The senators believe the EPA is using its power to grant, deny or delay permits to restrict mining. McConnell and Paul had introduced federal legislation that would require the EPA to act on a permit request within 60 days of an application.
• The National Pork Board has a new slogan: Pork Be Inspired. These are the same folks who came up with “Pork, the Other White Meat.”
We read that “Pork Be Inspried goes beyond basic cooking education and health, promoting a deeper, more personal level of engagement with existing pork consumers.” It is aimed at those who are “passionate enough about (pork) that they’ll experiment with pork in the kitchen and tell others,” reports Brownfield.
“Passion,” “deeper, more personal level of engagement” with pork?

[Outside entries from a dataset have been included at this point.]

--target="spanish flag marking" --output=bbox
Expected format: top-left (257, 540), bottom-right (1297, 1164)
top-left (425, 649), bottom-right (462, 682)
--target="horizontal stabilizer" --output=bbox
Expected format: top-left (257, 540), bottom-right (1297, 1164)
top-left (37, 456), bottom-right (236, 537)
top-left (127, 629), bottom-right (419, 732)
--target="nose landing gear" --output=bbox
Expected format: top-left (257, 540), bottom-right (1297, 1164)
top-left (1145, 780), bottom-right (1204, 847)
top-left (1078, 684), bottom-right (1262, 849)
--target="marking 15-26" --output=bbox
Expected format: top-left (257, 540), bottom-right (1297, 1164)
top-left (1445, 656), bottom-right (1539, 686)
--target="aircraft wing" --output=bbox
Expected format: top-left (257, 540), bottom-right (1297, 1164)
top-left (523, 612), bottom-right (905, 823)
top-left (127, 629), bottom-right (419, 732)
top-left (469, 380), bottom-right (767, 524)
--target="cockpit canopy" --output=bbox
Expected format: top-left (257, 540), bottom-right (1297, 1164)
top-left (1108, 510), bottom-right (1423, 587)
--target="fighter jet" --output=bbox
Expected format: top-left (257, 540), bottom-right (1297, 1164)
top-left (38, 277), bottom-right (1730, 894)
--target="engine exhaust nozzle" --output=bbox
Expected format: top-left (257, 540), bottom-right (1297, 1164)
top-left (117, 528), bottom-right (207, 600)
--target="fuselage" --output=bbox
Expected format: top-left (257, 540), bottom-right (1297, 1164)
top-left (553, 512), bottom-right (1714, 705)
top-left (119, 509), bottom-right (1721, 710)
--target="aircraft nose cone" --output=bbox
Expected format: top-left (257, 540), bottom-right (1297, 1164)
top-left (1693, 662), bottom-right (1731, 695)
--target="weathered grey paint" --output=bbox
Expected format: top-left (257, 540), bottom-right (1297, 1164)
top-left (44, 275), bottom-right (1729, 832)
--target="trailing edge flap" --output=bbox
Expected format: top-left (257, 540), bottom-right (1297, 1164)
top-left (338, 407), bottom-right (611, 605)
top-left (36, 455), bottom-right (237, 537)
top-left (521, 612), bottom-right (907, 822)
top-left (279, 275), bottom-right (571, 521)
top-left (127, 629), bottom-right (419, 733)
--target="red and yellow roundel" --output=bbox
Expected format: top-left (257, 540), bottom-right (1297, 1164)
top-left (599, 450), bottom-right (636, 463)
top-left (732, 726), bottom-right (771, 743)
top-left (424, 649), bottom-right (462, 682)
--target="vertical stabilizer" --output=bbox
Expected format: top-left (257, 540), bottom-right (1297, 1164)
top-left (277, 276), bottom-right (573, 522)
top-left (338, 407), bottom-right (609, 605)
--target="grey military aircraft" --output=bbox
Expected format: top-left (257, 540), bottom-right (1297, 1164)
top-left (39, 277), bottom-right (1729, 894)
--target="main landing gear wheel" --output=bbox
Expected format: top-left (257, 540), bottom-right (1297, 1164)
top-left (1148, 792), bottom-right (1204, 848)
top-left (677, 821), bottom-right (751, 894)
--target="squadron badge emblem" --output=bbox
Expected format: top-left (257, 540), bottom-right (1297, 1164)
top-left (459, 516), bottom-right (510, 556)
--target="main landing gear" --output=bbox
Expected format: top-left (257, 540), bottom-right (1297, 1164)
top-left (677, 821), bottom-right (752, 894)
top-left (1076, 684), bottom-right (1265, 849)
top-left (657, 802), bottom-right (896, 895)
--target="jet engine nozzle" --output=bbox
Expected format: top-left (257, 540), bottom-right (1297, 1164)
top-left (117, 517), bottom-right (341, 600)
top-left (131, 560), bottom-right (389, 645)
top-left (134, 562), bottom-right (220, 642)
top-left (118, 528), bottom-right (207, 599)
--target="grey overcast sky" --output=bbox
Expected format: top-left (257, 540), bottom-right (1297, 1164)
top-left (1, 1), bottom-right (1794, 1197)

We like our country ham, but that’s as far as we’re willing to commit.
• The new Republican member of Congress from South Dakota, Kristi Noem, didn’t get a seat on the Ag committee, the first time in some years the state doesn’t have a representative there.
Noem does say it will help rural America that she’s on the Education committee. “It’s important to have someone from a rural state talk about how education works in a state like ours, compared to California or Washington,” she said.
• The National Center for Frontier Communities has moved to Silver City, New Mexico, where it has formed a partnership with Western New Mexico University.